Pour être un leader mondial après 1945, les États-Unis devaient être considérés comme antiracistes. Le monde regardait pour voir quel genre de culture était réellement la superpuissance américaine naissante.
D'Obama à Trump
Les aspirations à une Amérique post-raciale se sont envolées avec l'élection du président Barack Obama en 2008. L'autorité morale de l'Amérique, si sévèrement ébranlée par la guerre en Irak, semble avoir été sauvée.
Mais la société post-raciale tant attendue a été révélée comme un mythe avant même la fin du premier mandat d'Obama. Obama, connu parmi les sondeurs comme un «noir sans revendications» modéré, avait largement contourné les problèmes de racisme structurel dans une mer de rhétorique montante sur le rêve américain.
Malgré deux mandats, la pauvreté et les inégalités en général et en particulier pour les Afro-Américains ont augmenté à des niveaux plus élevés qu’avant les élections d’Obama, tout comme la violence policière. De nombreux décès d'Afro-Américains sont survenus aux mains de la police au cours de sa présidence, entraînant des soulèvements majeurs, notamment à Ferguson, dans le Missouri, en 2014.
Et c'est dans le sillage des victoires électorales d'Obama que Trump, qui a remis en question l'identité même du président en tant qu'Américain, s'est taillé des dents politiques en tant que leader du mouvement «birther» et a remporté l'élection présidentielle de 2016 sur une plateforme de (blanc) L'Amérique d'abord.
Le monde entier est en train de regarder
Les médias américains ont longtemps projeté leurs actualités et leur culture auprès d'un public mondial fasciné. Et le monde a regardé Trump essayer de refaire l'identité américaine selon des lignes raciales encore plus marquées. Trump a exploité les inquiétudes croissantes des électeurs blancs, principalement républicains, à propos d'une majorité émergente non blanche dans la population américaine, selon les prévisions des démographes, vers 2044.
En politique étrangère, Trump a contesté, sapé et commencé à contester ou à se retirer des institutions clés de l'ordre libéral international fondé sur des règles.
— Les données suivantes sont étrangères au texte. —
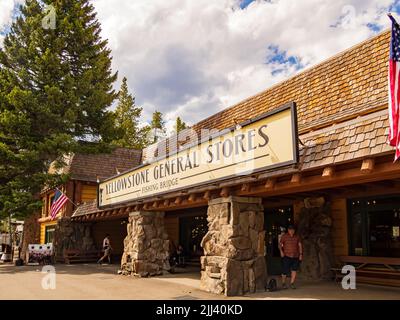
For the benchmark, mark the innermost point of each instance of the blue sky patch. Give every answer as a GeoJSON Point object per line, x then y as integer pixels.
{"type": "Point", "coordinates": [277, 56]}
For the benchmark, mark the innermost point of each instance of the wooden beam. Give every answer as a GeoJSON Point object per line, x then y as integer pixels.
{"type": "Point", "coordinates": [270, 183]}
{"type": "Point", "coordinates": [345, 177]}
{"type": "Point", "coordinates": [367, 165]}
{"type": "Point", "coordinates": [225, 192]}
{"type": "Point", "coordinates": [178, 200]}
{"type": "Point", "coordinates": [328, 172]}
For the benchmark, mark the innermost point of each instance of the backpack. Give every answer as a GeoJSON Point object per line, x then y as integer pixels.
{"type": "Point", "coordinates": [272, 285]}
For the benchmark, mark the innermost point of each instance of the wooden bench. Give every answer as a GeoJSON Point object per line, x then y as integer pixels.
{"type": "Point", "coordinates": [372, 270]}
{"type": "Point", "coordinates": [76, 256]}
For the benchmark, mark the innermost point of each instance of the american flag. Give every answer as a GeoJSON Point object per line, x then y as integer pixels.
{"type": "Point", "coordinates": [59, 200]}
{"type": "Point", "coordinates": [394, 88]}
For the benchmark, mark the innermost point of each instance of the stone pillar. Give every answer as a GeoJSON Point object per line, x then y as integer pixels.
{"type": "Point", "coordinates": [146, 246]}
{"type": "Point", "coordinates": [233, 261]}
{"type": "Point", "coordinates": [72, 235]}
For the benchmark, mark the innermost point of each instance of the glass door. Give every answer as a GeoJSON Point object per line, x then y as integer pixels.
{"type": "Point", "coordinates": [375, 226]}
{"type": "Point", "coordinates": [276, 221]}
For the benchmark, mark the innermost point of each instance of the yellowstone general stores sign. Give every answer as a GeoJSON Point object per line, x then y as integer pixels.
{"type": "Point", "coordinates": [266, 142]}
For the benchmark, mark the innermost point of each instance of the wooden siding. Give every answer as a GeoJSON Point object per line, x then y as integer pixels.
{"type": "Point", "coordinates": [117, 231]}
{"type": "Point", "coordinates": [43, 230]}
{"type": "Point", "coordinates": [339, 231]}
{"type": "Point", "coordinates": [89, 192]}
{"type": "Point", "coordinates": [172, 228]}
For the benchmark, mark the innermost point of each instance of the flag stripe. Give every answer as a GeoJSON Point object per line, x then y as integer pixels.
{"type": "Point", "coordinates": [394, 88]}
{"type": "Point", "coordinates": [59, 200]}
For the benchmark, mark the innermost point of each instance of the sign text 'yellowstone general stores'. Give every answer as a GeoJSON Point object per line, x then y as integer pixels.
{"type": "Point", "coordinates": [263, 143]}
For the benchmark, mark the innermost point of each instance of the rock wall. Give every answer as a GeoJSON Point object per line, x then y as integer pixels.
{"type": "Point", "coordinates": [233, 261]}
{"type": "Point", "coordinates": [146, 246]}
{"type": "Point", "coordinates": [315, 230]}
{"type": "Point", "coordinates": [73, 235]}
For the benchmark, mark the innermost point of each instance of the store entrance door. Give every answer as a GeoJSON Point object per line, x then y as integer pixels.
{"type": "Point", "coordinates": [276, 221]}
{"type": "Point", "coordinates": [375, 226]}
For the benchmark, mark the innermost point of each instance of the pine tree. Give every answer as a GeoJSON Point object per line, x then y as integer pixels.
{"type": "Point", "coordinates": [127, 121]}
{"type": "Point", "coordinates": [55, 88]}
{"type": "Point", "coordinates": [179, 125]}
{"type": "Point", "coordinates": [157, 125]}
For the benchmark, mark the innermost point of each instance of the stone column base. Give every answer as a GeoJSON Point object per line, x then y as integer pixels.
{"type": "Point", "coordinates": [146, 246]}
{"type": "Point", "coordinates": [233, 261]}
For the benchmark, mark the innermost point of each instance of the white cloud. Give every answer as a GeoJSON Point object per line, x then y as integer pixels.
{"type": "Point", "coordinates": [6, 11]}
{"type": "Point", "coordinates": [193, 58]}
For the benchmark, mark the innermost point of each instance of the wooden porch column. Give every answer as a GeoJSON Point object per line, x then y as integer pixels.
{"type": "Point", "coordinates": [233, 261]}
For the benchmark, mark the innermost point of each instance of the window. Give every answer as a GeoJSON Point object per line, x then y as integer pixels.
{"type": "Point", "coordinates": [49, 234]}
{"type": "Point", "coordinates": [375, 226]}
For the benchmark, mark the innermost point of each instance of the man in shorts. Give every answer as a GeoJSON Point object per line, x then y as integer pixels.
{"type": "Point", "coordinates": [107, 249]}
{"type": "Point", "coordinates": [292, 254]}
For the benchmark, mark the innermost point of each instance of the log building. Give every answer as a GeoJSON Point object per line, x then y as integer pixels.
{"type": "Point", "coordinates": [311, 150]}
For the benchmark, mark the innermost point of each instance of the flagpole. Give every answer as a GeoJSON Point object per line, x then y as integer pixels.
{"type": "Point", "coordinates": [67, 197]}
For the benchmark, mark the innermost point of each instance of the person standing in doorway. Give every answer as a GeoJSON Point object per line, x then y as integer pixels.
{"type": "Point", "coordinates": [107, 249]}
{"type": "Point", "coordinates": [292, 254]}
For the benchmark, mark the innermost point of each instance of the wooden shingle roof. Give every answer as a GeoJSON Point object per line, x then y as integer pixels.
{"type": "Point", "coordinates": [89, 167]}
{"type": "Point", "coordinates": [351, 83]}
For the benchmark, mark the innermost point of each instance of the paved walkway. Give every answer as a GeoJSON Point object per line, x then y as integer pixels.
{"type": "Point", "coordinates": [91, 281]}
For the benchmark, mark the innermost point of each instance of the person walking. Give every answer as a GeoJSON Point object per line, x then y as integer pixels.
{"type": "Point", "coordinates": [292, 254]}
{"type": "Point", "coordinates": [107, 249]}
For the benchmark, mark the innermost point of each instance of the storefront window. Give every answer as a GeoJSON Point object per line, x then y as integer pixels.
{"type": "Point", "coordinates": [49, 234]}
{"type": "Point", "coordinates": [375, 226]}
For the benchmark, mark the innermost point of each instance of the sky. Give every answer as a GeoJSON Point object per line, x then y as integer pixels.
{"type": "Point", "coordinates": [193, 58]}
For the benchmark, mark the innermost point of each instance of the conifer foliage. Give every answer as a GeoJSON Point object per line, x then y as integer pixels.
{"type": "Point", "coordinates": [55, 90]}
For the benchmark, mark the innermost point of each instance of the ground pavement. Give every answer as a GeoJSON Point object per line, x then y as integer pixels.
{"type": "Point", "coordinates": [90, 281]}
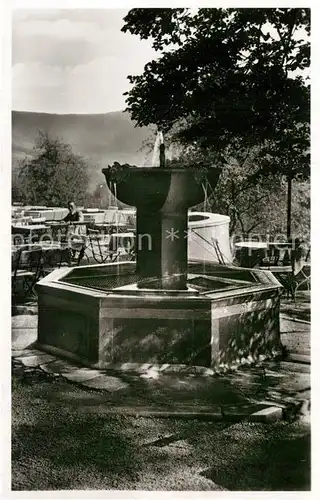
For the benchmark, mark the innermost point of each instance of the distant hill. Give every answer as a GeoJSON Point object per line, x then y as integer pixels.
{"type": "Point", "coordinates": [101, 138]}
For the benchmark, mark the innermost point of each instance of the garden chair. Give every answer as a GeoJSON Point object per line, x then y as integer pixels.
{"type": "Point", "coordinates": [100, 247]}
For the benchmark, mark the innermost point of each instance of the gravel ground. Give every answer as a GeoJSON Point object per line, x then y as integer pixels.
{"type": "Point", "coordinates": [63, 439]}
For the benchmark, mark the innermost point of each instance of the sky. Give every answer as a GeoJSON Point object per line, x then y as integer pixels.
{"type": "Point", "coordinates": [73, 61]}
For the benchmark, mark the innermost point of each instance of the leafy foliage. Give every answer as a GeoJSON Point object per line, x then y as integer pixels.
{"type": "Point", "coordinates": [54, 176]}
{"type": "Point", "coordinates": [228, 76]}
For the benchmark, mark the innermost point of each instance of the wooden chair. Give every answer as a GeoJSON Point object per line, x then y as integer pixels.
{"type": "Point", "coordinates": [28, 272]}
{"type": "Point", "coordinates": [100, 247]}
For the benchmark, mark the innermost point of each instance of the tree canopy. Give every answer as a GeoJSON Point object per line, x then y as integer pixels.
{"type": "Point", "coordinates": [227, 76]}
{"type": "Point", "coordinates": [54, 175]}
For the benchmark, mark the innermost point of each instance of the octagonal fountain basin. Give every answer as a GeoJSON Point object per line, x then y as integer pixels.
{"type": "Point", "coordinates": [98, 316]}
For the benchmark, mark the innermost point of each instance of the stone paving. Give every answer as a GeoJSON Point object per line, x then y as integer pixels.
{"type": "Point", "coordinates": [265, 391]}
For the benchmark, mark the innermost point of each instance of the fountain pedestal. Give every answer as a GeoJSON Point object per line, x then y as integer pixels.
{"type": "Point", "coordinates": [163, 309]}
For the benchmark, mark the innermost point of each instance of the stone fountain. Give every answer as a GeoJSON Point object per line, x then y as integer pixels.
{"type": "Point", "coordinates": [161, 309]}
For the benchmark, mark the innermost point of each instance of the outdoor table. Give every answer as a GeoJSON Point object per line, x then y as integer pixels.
{"type": "Point", "coordinates": [123, 240]}
{"type": "Point", "coordinates": [28, 231]}
{"type": "Point", "coordinates": [110, 226]}
{"type": "Point", "coordinates": [37, 220]}
{"type": "Point", "coordinates": [251, 252]}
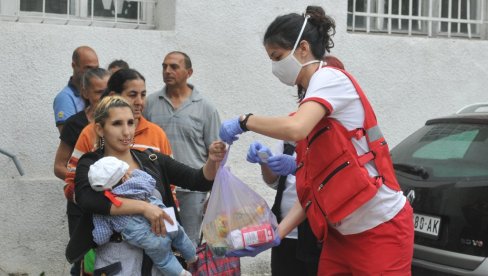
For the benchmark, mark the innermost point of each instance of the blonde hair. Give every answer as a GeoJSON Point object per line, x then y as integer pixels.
{"type": "Point", "coordinates": [101, 112]}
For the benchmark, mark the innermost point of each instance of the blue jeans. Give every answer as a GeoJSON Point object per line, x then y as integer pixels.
{"type": "Point", "coordinates": [158, 248]}
{"type": "Point", "coordinates": [191, 212]}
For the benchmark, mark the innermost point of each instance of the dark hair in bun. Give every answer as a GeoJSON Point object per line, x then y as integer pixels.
{"type": "Point", "coordinates": [284, 31]}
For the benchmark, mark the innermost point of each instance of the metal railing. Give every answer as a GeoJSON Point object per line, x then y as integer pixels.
{"type": "Point", "coordinates": [432, 18]}
{"type": "Point", "coordinates": [137, 14]}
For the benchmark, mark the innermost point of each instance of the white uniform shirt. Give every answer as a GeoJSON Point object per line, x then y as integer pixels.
{"type": "Point", "coordinates": [289, 194]}
{"type": "Point", "coordinates": [334, 90]}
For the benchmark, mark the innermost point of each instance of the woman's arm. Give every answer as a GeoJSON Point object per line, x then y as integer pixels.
{"type": "Point", "coordinates": [295, 216]}
{"type": "Point", "coordinates": [268, 175]}
{"type": "Point", "coordinates": [289, 128]}
{"type": "Point", "coordinates": [61, 160]}
{"type": "Point", "coordinates": [151, 212]}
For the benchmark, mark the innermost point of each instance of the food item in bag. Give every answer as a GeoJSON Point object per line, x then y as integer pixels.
{"type": "Point", "coordinates": [222, 226]}
{"type": "Point", "coordinates": [251, 236]}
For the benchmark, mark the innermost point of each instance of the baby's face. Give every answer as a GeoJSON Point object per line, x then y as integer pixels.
{"type": "Point", "coordinates": [126, 176]}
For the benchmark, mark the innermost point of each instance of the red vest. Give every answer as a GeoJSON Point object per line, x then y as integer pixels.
{"type": "Point", "coordinates": [332, 181]}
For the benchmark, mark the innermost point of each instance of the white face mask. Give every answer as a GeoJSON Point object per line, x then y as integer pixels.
{"type": "Point", "coordinates": [287, 69]}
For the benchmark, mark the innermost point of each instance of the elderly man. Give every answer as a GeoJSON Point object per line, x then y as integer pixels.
{"type": "Point", "coordinates": [191, 124]}
{"type": "Point", "coordinates": [69, 101]}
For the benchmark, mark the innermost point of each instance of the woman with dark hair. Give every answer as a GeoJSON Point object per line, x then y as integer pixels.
{"type": "Point", "coordinates": [345, 181]}
{"type": "Point", "coordinates": [115, 128]}
{"type": "Point", "coordinates": [130, 85]}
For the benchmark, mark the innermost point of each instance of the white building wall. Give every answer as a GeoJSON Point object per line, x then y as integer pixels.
{"type": "Point", "coordinates": [408, 80]}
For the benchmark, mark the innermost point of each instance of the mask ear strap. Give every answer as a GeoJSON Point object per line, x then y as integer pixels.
{"type": "Point", "coordinates": [301, 32]}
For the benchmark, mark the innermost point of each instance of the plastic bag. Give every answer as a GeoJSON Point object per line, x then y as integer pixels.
{"type": "Point", "coordinates": [236, 216]}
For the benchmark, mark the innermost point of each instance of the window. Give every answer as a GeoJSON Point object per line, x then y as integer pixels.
{"type": "Point", "coordinates": [446, 150]}
{"type": "Point", "coordinates": [433, 18]}
{"type": "Point", "coordinates": [109, 13]}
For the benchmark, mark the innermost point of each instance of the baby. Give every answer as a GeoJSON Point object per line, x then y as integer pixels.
{"type": "Point", "coordinates": [105, 175]}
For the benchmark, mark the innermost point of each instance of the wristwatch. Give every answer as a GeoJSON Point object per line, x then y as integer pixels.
{"type": "Point", "coordinates": [243, 121]}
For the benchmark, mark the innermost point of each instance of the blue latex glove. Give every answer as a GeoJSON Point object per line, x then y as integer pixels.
{"type": "Point", "coordinates": [282, 164]}
{"type": "Point", "coordinates": [252, 251]}
{"type": "Point", "coordinates": [229, 130]}
{"type": "Point", "coordinates": [254, 150]}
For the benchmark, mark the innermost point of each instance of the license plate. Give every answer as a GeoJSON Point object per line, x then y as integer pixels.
{"type": "Point", "coordinates": [428, 225]}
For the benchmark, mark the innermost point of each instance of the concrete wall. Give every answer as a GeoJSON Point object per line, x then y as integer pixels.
{"type": "Point", "coordinates": [408, 80]}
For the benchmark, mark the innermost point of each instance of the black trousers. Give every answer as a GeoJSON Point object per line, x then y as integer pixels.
{"type": "Point", "coordinates": [284, 261]}
{"type": "Point", "coordinates": [74, 216]}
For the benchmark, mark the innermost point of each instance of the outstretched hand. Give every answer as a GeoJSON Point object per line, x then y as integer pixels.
{"type": "Point", "coordinates": [253, 251]}
{"type": "Point", "coordinates": [282, 164]}
{"type": "Point", "coordinates": [229, 130]}
{"type": "Point", "coordinates": [216, 151]}
{"type": "Point", "coordinates": [255, 148]}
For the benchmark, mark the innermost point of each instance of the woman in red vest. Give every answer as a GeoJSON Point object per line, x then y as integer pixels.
{"type": "Point", "coordinates": [346, 184]}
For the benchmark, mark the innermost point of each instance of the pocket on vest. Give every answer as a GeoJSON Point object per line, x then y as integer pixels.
{"type": "Point", "coordinates": [343, 187]}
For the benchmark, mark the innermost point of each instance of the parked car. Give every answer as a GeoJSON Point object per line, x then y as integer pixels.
{"type": "Point", "coordinates": [443, 171]}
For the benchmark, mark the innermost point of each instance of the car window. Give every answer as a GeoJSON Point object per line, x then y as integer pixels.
{"type": "Point", "coordinates": [446, 144]}
{"type": "Point", "coordinates": [454, 150]}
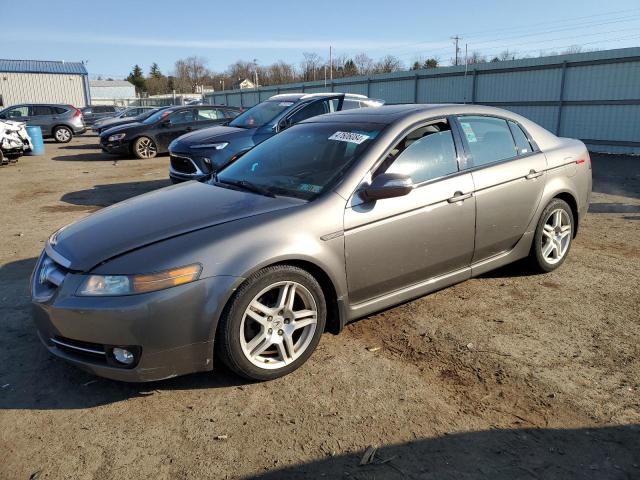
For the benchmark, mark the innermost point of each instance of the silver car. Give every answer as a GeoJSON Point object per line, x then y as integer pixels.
{"type": "Point", "coordinates": [59, 121]}
{"type": "Point", "coordinates": [340, 216]}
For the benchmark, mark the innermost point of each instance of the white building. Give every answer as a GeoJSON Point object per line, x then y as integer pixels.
{"type": "Point", "coordinates": [111, 90]}
{"type": "Point", "coordinates": [35, 81]}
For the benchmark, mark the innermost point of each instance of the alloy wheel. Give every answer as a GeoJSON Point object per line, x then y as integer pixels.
{"type": "Point", "coordinates": [63, 135]}
{"type": "Point", "coordinates": [146, 148]}
{"type": "Point", "coordinates": [278, 325]}
{"type": "Point", "coordinates": [556, 236]}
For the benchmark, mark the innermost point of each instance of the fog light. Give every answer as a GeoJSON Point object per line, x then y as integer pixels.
{"type": "Point", "coordinates": [123, 356]}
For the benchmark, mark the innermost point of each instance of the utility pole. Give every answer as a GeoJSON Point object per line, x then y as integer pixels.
{"type": "Point", "coordinates": [255, 70]}
{"type": "Point", "coordinates": [456, 40]}
{"type": "Point", "coordinates": [330, 64]}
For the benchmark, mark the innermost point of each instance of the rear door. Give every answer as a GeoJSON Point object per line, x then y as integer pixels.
{"type": "Point", "coordinates": [509, 177]}
{"type": "Point", "coordinates": [394, 243]}
{"type": "Point", "coordinates": [178, 123]}
{"type": "Point", "coordinates": [210, 116]}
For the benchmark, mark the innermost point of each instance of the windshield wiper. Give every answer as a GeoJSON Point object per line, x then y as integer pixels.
{"type": "Point", "coordinates": [244, 184]}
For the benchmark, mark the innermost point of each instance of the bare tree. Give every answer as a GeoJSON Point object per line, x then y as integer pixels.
{"type": "Point", "coordinates": [388, 64]}
{"type": "Point", "coordinates": [190, 73]}
{"type": "Point", "coordinates": [476, 57]}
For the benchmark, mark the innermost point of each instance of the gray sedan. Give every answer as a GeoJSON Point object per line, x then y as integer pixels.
{"type": "Point", "coordinates": [337, 217]}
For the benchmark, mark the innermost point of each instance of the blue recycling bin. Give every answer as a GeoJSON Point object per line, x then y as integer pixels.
{"type": "Point", "coordinates": [37, 143]}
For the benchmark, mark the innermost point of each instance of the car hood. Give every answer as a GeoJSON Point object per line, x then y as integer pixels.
{"type": "Point", "coordinates": [213, 134]}
{"type": "Point", "coordinates": [157, 216]}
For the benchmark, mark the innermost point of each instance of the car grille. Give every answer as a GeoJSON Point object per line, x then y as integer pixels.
{"type": "Point", "coordinates": [183, 164]}
{"type": "Point", "coordinates": [83, 350]}
{"type": "Point", "coordinates": [47, 278]}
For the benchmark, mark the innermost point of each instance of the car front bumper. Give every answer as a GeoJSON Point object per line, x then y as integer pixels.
{"type": "Point", "coordinates": [116, 148]}
{"type": "Point", "coordinates": [171, 331]}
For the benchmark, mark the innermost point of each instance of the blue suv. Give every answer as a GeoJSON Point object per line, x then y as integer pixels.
{"type": "Point", "coordinates": [197, 155]}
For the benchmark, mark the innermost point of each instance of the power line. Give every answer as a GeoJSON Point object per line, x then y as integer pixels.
{"type": "Point", "coordinates": [570, 26]}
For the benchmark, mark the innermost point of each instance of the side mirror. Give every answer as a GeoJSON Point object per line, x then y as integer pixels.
{"type": "Point", "coordinates": [388, 185]}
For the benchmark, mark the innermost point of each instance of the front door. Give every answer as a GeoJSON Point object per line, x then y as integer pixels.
{"type": "Point", "coordinates": [176, 125]}
{"type": "Point", "coordinates": [394, 243]}
{"type": "Point", "coordinates": [509, 179]}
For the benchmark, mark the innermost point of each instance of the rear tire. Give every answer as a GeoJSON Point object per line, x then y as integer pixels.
{"type": "Point", "coordinates": [144, 148]}
{"type": "Point", "coordinates": [553, 237]}
{"type": "Point", "coordinates": [272, 324]}
{"type": "Point", "coordinates": [62, 134]}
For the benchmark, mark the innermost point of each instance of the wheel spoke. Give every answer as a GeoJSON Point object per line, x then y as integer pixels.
{"type": "Point", "coordinates": [287, 295]}
{"type": "Point", "coordinates": [548, 248]}
{"type": "Point", "coordinates": [285, 354]}
{"type": "Point", "coordinates": [258, 344]}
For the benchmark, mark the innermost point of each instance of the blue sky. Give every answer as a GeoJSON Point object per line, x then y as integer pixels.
{"type": "Point", "coordinates": [114, 35]}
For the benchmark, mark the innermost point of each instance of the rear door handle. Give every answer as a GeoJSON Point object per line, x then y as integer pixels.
{"type": "Point", "coordinates": [459, 197]}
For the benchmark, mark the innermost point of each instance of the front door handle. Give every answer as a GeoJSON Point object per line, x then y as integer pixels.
{"type": "Point", "coordinates": [459, 197]}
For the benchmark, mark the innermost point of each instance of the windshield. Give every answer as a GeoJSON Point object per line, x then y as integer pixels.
{"type": "Point", "coordinates": [303, 161]}
{"type": "Point", "coordinates": [261, 114]}
{"type": "Point", "coordinates": [156, 117]}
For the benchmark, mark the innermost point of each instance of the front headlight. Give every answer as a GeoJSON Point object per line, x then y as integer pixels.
{"type": "Point", "coordinates": [116, 137]}
{"type": "Point", "coordinates": [216, 146]}
{"type": "Point", "coordinates": [112, 285]}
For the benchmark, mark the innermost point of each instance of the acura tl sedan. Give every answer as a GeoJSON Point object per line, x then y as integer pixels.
{"type": "Point", "coordinates": [335, 218]}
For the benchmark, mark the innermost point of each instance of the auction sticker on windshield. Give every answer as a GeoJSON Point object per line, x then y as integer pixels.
{"type": "Point", "coordinates": [349, 137]}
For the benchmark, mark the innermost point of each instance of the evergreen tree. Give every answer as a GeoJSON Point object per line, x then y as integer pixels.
{"type": "Point", "coordinates": [137, 79]}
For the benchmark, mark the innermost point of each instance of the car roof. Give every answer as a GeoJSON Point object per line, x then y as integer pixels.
{"type": "Point", "coordinates": [294, 97]}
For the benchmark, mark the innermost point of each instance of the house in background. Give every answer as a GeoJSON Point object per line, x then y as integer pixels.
{"type": "Point", "coordinates": [244, 84]}
{"type": "Point", "coordinates": [110, 91]}
{"type": "Point", "coordinates": [36, 81]}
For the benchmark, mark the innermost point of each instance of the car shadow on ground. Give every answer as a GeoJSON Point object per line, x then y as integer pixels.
{"type": "Point", "coordinates": [498, 454]}
{"type": "Point", "coordinates": [105, 195]}
{"type": "Point", "coordinates": [31, 378]}
{"type": "Point", "coordinates": [616, 175]}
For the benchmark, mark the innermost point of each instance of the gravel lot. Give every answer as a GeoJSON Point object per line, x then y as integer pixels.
{"type": "Point", "coordinates": [510, 375]}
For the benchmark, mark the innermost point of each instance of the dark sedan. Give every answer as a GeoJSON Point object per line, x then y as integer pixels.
{"type": "Point", "coordinates": [197, 155]}
{"type": "Point", "coordinates": [152, 136]}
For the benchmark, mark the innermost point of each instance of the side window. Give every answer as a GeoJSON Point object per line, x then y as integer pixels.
{"type": "Point", "coordinates": [206, 114]}
{"type": "Point", "coordinates": [40, 110]}
{"type": "Point", "coordinates": [425, 154]}
{"type": "Point", "coordinates": [489, 139]}
{"type": "Point", "coordinates": [523, 147]}
{"type": "Point", "coordinates": [183, 116]}
{"type": "Point", "coordinates": [18, 112]}
{"type": "Point", "coordinates": [315, 108]}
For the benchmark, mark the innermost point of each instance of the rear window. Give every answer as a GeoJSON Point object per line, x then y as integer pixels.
{"type": "Point", "coordinates": [261, 114]}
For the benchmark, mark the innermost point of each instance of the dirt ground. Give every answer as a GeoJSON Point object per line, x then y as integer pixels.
{"type": "Point", "coordinates": [506, 376]}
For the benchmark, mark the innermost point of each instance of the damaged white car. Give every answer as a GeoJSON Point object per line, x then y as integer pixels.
{"type": "Point", "coordinates": [14, 141]}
Les États-Unis sous Trump se sont retirés de la coopération multilatérale et du «soft power», et ont adopté une approche coercitive et transactionnelle de la politique étrangère imprégnée du nationalisme America First. Ce faisant, il s'est retiré de sa position de leader mondial.
Une vision du monde basée sur des idées de supériorité occidentale et blanche est intégrée dans l'administration Trump au pays et à l'étranger. Cela est évident dans ses politiques concernant les immigrants, les réfugiés et les demandeurs d'asile, et les attitudes envers la Chine. L'immigrant est souvent décrit comme porteur de maladie, le coronavirus est «chinois» et la Chine est un challenger «non caucasien» des États-Unis et de la puissance occidentale.
Cette tendance a été confirmée par la quatrième résurrection de l'infâme comité belliciste sur le danger actuel, un groupe d'experts en sécurité nationale, des membres de groupes de réflexion et d'anciens militaires, certains ayant des liens avec l'extrême droite. Cette fois, son seul objectif est la Chine, dirigée par l'ancien stratège en chef de Trump, Stephen Bannon.
Comme l'Amérique de Trump ne cherche ni l'approbation mondiale ni l'appel électoral multipartite, elle ne se soucie plus tellement de qui regarde. La coercition l'emporte sur le leadership au pays et à l'étranger.
Inderjeet Parmar, professeur de politique internationale, City, Université de Londres
Cet article est republié de The Conversation sous une licence Creative Commons. Lisez l'article original.